Kosher salt
2 lbs. uncooked frozen haricot verts, trimmed of stems and cut into 2-to-3-inch pieces
1/2 lb. unsalted butter
6 oz. sliced shiitake mushroom caps, about 1½ cups
8 oz. sliced yellow onion, about 2 cups
2 garlic cloves, grated on a microplane or minced very fine
1 Tbs. + 1 tsp. curry powder (Javin brand preferred)*
1/2 tsp. turmeric
1/2 tsp. white pepper
1/4 tsp. cayenne pepper
1½ cups all-purpose flour
4 cups whole milk
1 cup heavy cream
2 Tbs. mushroom powder (Totole brand preferred)*
1 tsp. light brown sugar
1/2 Tbs. kosher salt
1/2 Tbs. mushroom-flavored dark soy (Pearl River Bridge brand preferred)*
1 can French’s crispy fried onions (2.8 oz, or to taste)
Preheat an oven to 350°F.
Prepare an ice bath in a large container with equal parts cold water and ice.
Bring six quarts of water to a boil in a large stock pot.
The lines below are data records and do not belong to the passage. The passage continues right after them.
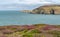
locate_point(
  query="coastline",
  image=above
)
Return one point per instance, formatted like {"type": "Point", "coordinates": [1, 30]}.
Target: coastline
{"type": "Point", "coordinates": [30, 30]}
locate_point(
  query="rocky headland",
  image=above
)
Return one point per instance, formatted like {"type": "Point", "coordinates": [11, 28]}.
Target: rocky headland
{"type": "Point", "coordinates": [36, 30]}
{"type": "Point", "coordinates": [47, 9]}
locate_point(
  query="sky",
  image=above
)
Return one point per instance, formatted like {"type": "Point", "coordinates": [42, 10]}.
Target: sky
{"type": "Point", "coordinates": [24, 4]}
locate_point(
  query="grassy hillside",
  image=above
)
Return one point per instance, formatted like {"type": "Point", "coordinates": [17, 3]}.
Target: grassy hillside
{"type": "Point", "coordinates": [36, 30]}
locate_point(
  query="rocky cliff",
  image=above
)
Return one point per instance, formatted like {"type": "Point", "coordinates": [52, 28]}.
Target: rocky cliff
{"type": "Point", "coordinates": [47, 9]}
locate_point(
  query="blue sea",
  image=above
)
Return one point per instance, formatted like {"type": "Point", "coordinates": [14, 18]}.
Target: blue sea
{"type": "Point", "coordinates": [21, 18]}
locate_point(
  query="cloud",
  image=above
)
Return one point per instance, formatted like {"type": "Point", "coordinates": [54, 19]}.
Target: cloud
{"type": "Point", "coordinates": [24, 4]}
{"type": "Point", "coordinates": [33, 2]}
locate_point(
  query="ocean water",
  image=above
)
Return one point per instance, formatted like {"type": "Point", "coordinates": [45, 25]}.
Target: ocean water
{"type": "Point", "coordinates": [21, 18]}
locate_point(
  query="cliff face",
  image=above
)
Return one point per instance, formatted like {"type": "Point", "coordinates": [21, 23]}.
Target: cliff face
{"type": "Point", "coordinates": [47, 9]}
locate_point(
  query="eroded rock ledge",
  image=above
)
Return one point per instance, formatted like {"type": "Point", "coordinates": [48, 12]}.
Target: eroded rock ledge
{"type": "Point", "coordinates": [47, 9]}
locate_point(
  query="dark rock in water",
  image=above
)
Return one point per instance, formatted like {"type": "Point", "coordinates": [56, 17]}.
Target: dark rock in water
{"type": "Point", "coordinates": [47, 9]}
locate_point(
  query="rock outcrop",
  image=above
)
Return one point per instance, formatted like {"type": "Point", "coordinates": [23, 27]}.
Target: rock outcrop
{"type": "Point", "coordinates": [47, 9]}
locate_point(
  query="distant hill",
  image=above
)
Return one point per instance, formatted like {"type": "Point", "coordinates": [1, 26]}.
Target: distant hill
{"type": "Point", "coordinates": [26, 11]}
{"type": "Point", "coordinates": [47, 9]}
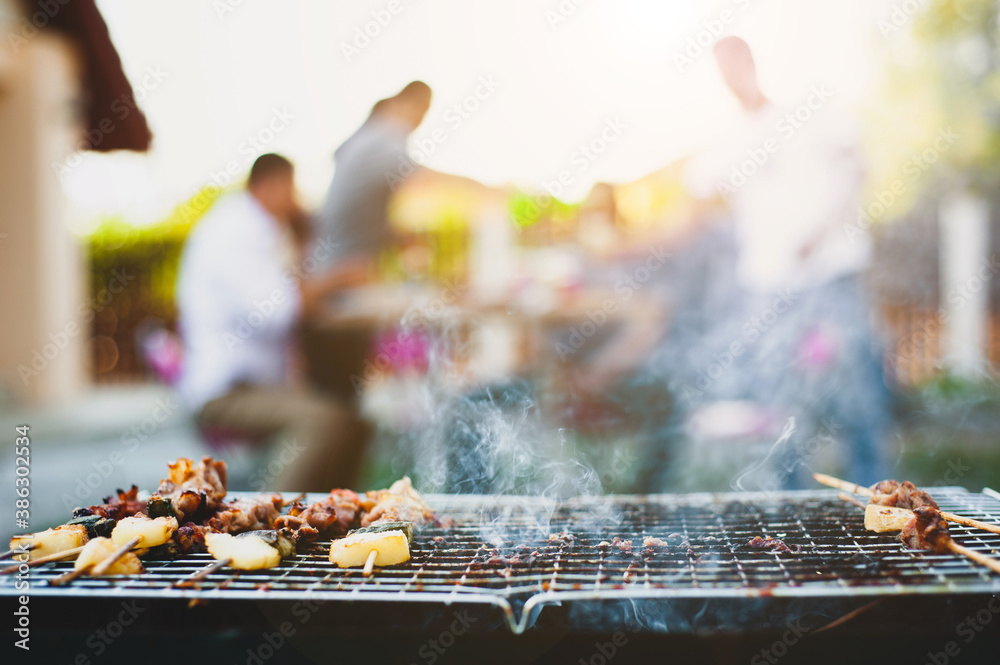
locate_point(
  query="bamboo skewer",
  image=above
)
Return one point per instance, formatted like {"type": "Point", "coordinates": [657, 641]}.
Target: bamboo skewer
{"type": "Point", "coordinates": [70, 576]}
{"type": "Point", "coordinates": [370, 563]}
{"type": "Point", "coordinates": [17, 550]}
{"type": "Point", "coordinates": [98, 569]}
{"type": "Point", "coordinates": [978, 557]}
{"type": "Point", "coordinates": [204, 572]}
{"type": "Point", "coordinates": [58, 556]}
{"type": "Point", "coordinates": [846, 486]}
{"type": "Point", "coordinates": [103, 566]}
{"type": "Point", "coordinates": [850, 499]}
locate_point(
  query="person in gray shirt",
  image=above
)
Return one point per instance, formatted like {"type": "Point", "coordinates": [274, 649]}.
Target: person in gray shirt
{"type": "Point", "coordinates": [370, 165]}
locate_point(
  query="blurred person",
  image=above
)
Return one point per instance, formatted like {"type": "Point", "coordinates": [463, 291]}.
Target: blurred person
{"type": "Point", "coordinates": [792, 177]}
{"type": "Point", "coordinates": [354, 220]}
{"type": "Point", "coordinates": [370, 165]}
{"type": "Point", "coordinates": [239, 308]}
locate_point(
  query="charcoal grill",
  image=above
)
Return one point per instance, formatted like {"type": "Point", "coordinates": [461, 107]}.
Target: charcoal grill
{"type": "Point", "coordinates": [840, 567]}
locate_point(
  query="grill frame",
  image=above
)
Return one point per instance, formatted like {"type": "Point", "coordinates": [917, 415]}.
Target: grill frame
{"type": "Point", "coordinates": [889, 570]}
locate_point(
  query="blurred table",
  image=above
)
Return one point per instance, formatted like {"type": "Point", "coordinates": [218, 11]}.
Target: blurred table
{"type": "Point", "coordinates": [503, 334]}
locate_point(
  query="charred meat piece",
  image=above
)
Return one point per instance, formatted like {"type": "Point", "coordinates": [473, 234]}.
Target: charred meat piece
{"type": "Point", "coordinates": [249, 514]}
{"type": "Point", "coordinates": [773, 545]}
{"type": "Point", "coordinates": [901, 495]}
{"type": "Point", "coordinates": [194, 491]}
{"type": "Point", "coordinates": [332, 516]}
{"type": "Point", "coordinates": [926, 531]}
{"type": "Point", "coordinates": [116, 507]}
{"type": "Point", "coordinates": [400, 503]}
{"type": "Point", "coordinates": [97, 526]}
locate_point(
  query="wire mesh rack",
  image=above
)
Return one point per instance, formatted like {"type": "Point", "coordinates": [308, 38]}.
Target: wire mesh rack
{"type": "Point", "coordinates": [519, 554]}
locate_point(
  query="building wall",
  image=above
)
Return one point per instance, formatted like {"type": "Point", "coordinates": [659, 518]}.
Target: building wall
{"type": "Point", "coordinates": [42, 338]}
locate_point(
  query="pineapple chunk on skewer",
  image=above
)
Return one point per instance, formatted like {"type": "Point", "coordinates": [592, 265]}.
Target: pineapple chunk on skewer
{"type": "Point", "coordinates": [886, 518]}
{"type": "Point", "coordinates": [152, 532]}
{"type": "Point", "coordinates": [391, 546]}
{"type": "Point", "coordinates": [245, 552]}
{"type": "Point", "coordinates": [99, 549]}
{"type": "Point", "coordinates": [52, 541]}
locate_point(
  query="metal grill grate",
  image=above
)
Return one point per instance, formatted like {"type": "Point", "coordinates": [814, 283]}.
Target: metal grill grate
{"type": "Point", "coordinates": [708, 556]}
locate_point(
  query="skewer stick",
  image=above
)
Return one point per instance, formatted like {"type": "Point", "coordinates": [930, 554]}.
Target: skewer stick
{"type": "Point", "coordinates": [842, 485]}
{"type": "Point", "coordinates": [17, 550]}
{"type": "Point", "coordinates": [978, 557]}
{"type": "Point", "coordinates": [850, 499]}
{"type": "Point", "coordinates": [103, 566]}
{"type": "Point", "coordinates": [299, 497]}
{"type": "Point", "coordinates": [70, 576]}
{"type": "Point", "coordinates": [58, 556]}
{"type": "Point", "coordinates": [846, 486]}
{"type": "Point", "coordinates": [370, 563]}
{"type": "Point", "coordinates": [194, 578]}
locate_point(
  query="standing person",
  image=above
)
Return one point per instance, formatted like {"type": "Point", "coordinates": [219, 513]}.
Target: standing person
{"type": "Point", "coordinates": [239, 307]}
{"type": "Point", "coordinates": [355, 220]}
{"type": "Point", "coordinates": [791, 177]}
{"type": "Point", "coordinates": [370, 165]}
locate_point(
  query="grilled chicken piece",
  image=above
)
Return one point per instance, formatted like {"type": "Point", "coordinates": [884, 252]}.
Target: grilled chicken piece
{"type": "Point", "coordinates": [901, 495]}
{"type": "Point", "coordinates": [249, 514]}
{"type": "Point", "coordinates": [194, 491]}
{"type": "Point", "coordinates": [99, 549]}
{"type": "Point", "coordinates": [117, 507]}
{"type": "Point", "coordinates": [400, 503]}
{"type": "Point", "coordinates": [152, 532]}
{"type": "Point", "coordinates": [331, 516]}
{"type": "Point", "coordinates": [247, 551]}
{"type": "Point", "coordinates": [926, 530]}
{"type": "Point", "coordinates": [391, 545]}
{"type": "Point", "coordinates": [886, 518]}
{"type": "Point", "coordinates": [95, 524]}
{"type": "Point", "coordinates": [51, 541]}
Salt the water heavily (think ocean salty). Drop the haricot verts in the boiling water for 30 seconds. Drain and immediately put them in the ice bath to stop the cooking process. Drain well and set aside.
Melt the butter in a large saucepan over medium heat until it begins to foam, being careful not to let it brown. Add the mushrooms and sauté until they release most of their liquid and begin to brown, five to 10 minutes. Add the onions and garlic and sauté until the onions are softened and translucent, about five minutes. Add the curry powder, turmeric, white pepper, and cayenne pepper. Stirring, toast the spices until fragrant, then add the flour to the pan. Stirring constantly, lightly toast the flour for about five minutes.
Little by little, stir in the cold milk, being sure to work out any clumps. Cook until thickened but not boiling (the liquid should reach between 170 and 180°F.) Stir in the heavy cream, mushroom powder, brown sugar, salt, and dark soy.
Stir the haricot verts into the hot sauce and pour it all into a greased 9x13-inch casserole dish. Bake in the preheated oven for 30 minutes. Top with French’s onions and bake for an additional 10 minutes. Remove from the oven and cool at room temperature for 15 minutes before enjoying.
Pro Tip: You can source the suggested ingredient brands online, but Corrie and Shuai prefer to shop local. Find their picks at Asian supermarkets, such as H&L on Rivers Avenue and India Spice on Old Towne Road.
Do not replace the dark soy with regular soy, warns Corrie. “Dark soy has a much lower salt content and is meant to add color and depth rather than seasoning. Regular soy will make your sauce too salty!”